Kütüphane, Mesut Bey’in ölümünden sonra da bir badire atlatmıştır. 1991’de Vakıflar Genel Müdürlüğü kütüphaneyi “vakıf olduğu” iddiasıyla sahiplenmiş ve binasının müftülük yapılmak üzere boşaltılmasını istemiştir. Hazine’nin açtığı davaya “fer’i müdahil” olarak katılan Mesut Zeytinoğlu mirasçıları, buranın vakıf olmadığını isbat ederler ve Tavşanlı Asliye Hukuk Mahkemesi’nin 11.04.1995 tarih ve 1995/252 no’lu kararıyla, kütüphanenin kütüphane olarak kalması sağlanır.

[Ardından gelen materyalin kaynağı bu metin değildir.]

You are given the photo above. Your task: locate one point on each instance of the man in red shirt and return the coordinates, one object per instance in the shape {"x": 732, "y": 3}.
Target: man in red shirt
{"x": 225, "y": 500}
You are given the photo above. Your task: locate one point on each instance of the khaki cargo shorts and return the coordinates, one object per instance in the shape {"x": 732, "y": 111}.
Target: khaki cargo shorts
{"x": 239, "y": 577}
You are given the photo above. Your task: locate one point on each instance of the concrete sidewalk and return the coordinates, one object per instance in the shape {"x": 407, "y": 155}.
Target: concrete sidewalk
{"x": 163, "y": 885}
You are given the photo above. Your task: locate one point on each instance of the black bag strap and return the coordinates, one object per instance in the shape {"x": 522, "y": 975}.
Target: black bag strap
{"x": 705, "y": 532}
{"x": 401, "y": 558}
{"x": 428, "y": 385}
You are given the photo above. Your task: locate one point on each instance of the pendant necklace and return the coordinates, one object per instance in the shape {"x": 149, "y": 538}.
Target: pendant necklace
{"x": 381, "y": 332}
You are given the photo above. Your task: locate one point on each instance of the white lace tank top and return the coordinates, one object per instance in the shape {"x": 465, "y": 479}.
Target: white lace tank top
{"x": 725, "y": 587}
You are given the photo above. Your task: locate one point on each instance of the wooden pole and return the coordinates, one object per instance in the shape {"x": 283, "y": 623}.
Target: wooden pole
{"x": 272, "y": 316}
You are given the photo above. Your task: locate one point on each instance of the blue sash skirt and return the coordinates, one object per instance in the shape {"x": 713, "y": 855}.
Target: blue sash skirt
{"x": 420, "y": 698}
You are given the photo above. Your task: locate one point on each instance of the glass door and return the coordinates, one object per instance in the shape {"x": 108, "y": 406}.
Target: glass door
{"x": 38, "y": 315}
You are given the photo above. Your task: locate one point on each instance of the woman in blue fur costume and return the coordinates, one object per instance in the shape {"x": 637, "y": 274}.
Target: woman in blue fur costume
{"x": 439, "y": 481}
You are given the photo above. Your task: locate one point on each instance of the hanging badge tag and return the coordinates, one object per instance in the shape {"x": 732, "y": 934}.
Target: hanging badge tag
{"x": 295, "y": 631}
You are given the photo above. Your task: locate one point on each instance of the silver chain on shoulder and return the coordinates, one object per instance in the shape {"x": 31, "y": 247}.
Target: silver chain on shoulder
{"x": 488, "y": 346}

Halen Tavşanlı Zeytinoğlu Halk Kütüphanesi’nde Arap harfleriyle yazılmış 1357 tane elyazması ve 4628 adet basma eser kaydı bulunmaktadır. Yazma eserler içinde, İslami miras hukuku kurallarından söz eden feraiz kitapları, tefsir ve hadis kitapları, tarih kitapları, İslam hukukuna ait fıkıh kitapları, dil ve edebiyat kitapları, İslami kurallara, Allah’ın varlığını kanıtlamaya ve mezheplere ilişkin bilgiler içeren akaid kitapları, şeyhülislamların fetvalarından söz eden fetva kitapları, tasavvufa ait kitaplar, tıp kitapları, Kuran’ın doğru okunması için yazılmış “ilm-i kıraat” kitapları, çeşitli risaleler ve divanlar yer almaktadır. Latin harfleriyle basılı 51.681 kitapla birlikte, 2024 yıl sonu itibariyle kütüphanede toplam 57.666 adet kitap bulunmaktadır.

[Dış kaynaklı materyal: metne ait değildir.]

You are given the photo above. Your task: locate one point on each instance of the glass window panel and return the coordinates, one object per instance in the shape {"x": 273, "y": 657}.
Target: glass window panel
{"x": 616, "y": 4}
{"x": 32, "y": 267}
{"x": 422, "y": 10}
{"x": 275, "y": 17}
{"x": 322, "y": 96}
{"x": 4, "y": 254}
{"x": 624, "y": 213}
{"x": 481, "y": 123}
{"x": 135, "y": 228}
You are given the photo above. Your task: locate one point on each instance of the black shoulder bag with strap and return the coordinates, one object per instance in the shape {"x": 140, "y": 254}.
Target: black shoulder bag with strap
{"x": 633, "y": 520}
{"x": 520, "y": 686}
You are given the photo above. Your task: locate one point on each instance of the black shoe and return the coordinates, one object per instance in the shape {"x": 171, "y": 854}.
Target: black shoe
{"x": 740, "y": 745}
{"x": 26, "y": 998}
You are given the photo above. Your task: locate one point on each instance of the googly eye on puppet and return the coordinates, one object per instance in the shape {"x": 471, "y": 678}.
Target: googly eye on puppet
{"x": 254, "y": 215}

TAVŞANLLI ZEYTİNOĞLU HALK KÜTÜPHANESİ
EL YAZMASI KUR’AN-I KERİM
Hattat Ali İlmi Harputi tarafından nesih yazıyla Hicri 1291 tarihinde (Miladi 1874) yazılmış olan Kuran’ın sayfaları, çiçeklerin egemen olduğu nefis bezemelerle süslenmiştir. 190x120 mm boyutunda koyu vişneçürüğü renkli, yaldızlı, miklepli meşin ciltli eser, Kütüphanede 1 numarada kayıtlıdır.
EL YAZMASI DELAİL
Şazeliye tarikati şeyhi, tasavvuf ve fıkıh bilgini Ebu Abdullah Muhammed İbni Süleyman el-Cezuli’nin (Ö. 1470) Delail-ül Hayrat ve Şevarık-ül Envar (Hayırlı işlerin kanıtları ve nurların aydınlıkları) adlı Arapça eserinin nesih yazıyla Hicri 1167’de (Miladi 1753/1754) Hattat Konevi Şeyh Mustafa tarafından yazılmış nüshası. Kütüphanede 71 numarada kayıtlı 193x125 mm boyutundaki kitapta, sayfa kenarlarına müstensih (kopya eden) tarafından Türkçe tercümesi de yazılmış. Resimde eserdeki Mekke ve Medine minyatürleri görülmektedir.
KADI BEYZAVİ’NİN EL YAZMASI ESERİ
Abdullah İbni Ömer-ül Beyzavi’nin Envar-üt Tenzil ve Esrar-üt Tevil (Kuran’ın nurları ve yorumlama sırları) adlı ünlü kitabı, kütüphanede 32 numarada kayıtlıdır. İran’da Şafii mezhebinin tefsir ve kelam bilgini olan Kadı Beyzavi’nin (Öl. 1291) bu eseri, Kuran’ın Arapça tefsiridir ve Sünni medreselerde ders kitabı olarak okutulmuştur. Resimlerde eserin ilk dört sayfası (üstte) ile ketebe sayfası (altta) görülüyor. 203x128 mm boyutundaki kitap Arapça olup nesih yazıyla Hattat Muhammed Hasan el-Bahbahani tarafından Hicri 1202 yılı Şban ayında (Miladi 1788) yazılmıştır. Eserin sonunda, nüshasının tek olduğuna dair kayıt vardır.